[Some of these posts will include topics that I’m working on. For such topics, I’d really like feedback. Now I know you don’t think you have anything to contribute, but that’s a lie. I want these blogs to be understandable by everyone, both in vocabulary and concepts. So if there’s something you don’t understand please point it out. I have no other way to gauge how crazy my writing is becoming. So with that introduction, here is my first Blogged program idea.]

One of the problems in healthcare is that it is slow. If we ever want to find something out we commission a study, which takes a year or so. If we want to change something, it’s like turning an aircraft carrier (which, I’ve been told, is difficult). In the US, it’s a system, which is quite disconnected and has little incentive to be fast or dynamic (but that’s a whole different discussion). But, in starting from a very basic system, is there a way to speed things up? The first thing that needs speeding up is disease information. Collection has been so slow up to now, that only strategic information could be used. How many million people are infected with HIV? Is hypertension on the rise this decade? And when I say strategic, it’s like counting the number of men in your army compared to your enemy’s. Keeping to the military analogy, tactical is talking about things like how to defend a particular hill; we do no generally use tactical information in modern healthcare.
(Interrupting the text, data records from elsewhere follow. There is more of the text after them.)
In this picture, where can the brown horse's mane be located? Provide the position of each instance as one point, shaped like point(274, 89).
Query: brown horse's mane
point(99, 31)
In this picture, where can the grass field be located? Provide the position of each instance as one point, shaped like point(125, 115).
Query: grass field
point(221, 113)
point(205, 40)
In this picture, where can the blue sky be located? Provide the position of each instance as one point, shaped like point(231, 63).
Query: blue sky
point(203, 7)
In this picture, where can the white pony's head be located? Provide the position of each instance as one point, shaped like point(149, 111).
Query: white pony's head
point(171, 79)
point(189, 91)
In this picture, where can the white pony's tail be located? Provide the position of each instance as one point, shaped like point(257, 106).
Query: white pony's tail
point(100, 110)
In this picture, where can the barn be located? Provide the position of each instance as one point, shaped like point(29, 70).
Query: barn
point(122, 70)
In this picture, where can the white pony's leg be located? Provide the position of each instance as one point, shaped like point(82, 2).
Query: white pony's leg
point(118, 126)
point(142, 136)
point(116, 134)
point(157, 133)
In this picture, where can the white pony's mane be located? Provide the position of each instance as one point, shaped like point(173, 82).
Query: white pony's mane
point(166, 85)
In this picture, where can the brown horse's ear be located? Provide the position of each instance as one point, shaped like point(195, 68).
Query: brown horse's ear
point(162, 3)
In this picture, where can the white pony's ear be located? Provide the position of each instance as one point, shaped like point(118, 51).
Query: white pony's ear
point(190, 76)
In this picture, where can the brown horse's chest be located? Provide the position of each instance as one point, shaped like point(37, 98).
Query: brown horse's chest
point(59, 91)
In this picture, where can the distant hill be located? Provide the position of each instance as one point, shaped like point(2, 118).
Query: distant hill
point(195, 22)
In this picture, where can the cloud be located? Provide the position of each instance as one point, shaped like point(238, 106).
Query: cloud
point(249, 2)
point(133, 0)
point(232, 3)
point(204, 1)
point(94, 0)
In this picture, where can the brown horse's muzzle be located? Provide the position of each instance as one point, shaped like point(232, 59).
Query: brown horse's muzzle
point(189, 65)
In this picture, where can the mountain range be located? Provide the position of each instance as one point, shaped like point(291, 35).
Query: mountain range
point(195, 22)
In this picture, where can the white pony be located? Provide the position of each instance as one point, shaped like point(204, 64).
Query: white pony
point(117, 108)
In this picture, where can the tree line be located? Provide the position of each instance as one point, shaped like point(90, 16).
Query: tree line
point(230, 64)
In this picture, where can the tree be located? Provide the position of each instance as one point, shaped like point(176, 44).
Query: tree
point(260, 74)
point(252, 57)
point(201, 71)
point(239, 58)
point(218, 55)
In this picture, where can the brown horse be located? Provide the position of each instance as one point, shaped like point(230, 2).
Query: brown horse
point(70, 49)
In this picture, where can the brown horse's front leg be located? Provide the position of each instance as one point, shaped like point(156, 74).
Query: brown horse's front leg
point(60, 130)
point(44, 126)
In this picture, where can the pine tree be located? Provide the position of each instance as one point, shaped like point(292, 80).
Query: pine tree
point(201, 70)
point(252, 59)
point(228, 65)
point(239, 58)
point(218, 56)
In Kenya, disease moves much too fast. Three of the top culprits here are Respiratory Tract Infections, Malaria, and diarrhea. These three conditions don’t even last a week (if you’re lucky), so no existing system is nearly fast enough. What do we do?

Well it’s actually quite easy (if you’re Nuru). We ask people about the sickness in their family that week. And since they meet once per week anyways in their Nuru groups, it won’t be that hard. And once we have this information, we can begin to do things like targeted interventions with our Nuru Healthcare Representatives (who we hope will become Community Health Workers; more on the details of this later).

Say there is a diarrhea outbreak. Say 10 people in Area A get diarrhea on Monday and Tuesday. On Wednesday, they would then report to the Health Rep during their Nuru meeting. So on Wednesday afternoon, we can equip the Health Reps with anti-diarrheal drugs to take to Area A on Thursday, and with soap to get to Area B next door to prevent diarrhea from spreading there. And it could be the same story with Malaria and respiratory infections.

Today it’s diarrhea, but it could ultimately include many more things. To make it fast and efficient, we may make it phone-based (we have internet phones out here) and use online servers to process the data (i.e. a farmer could send a text message to find out what his Malaria risk was that week). We’re planning to get GPS on all our farms, so it could be possible to produce a map of our results, helping us to predict outbreaks. We’ve considered doing regular weighings which could help identify malnutrition, HIV, and TB. We could integrate screenings for other common diseases as well. We’ve even considered expanding the Disease Intelligence Network to the Poverty Intelligence Network and including all the information we have (farming yields, pests and weed growth, etc), making it a useful set of data for all programs.

The most important part of the Disease Intelligence Network is this: Information->Response. This is what we care about. There are about a million applications to this basic idea, but the unique thing about this is that we have connected information directly with a response, and both are fast enough to make a difference; the thing that makes DIN special is that it is tactical. And, God willing, tactical will mean lives saved.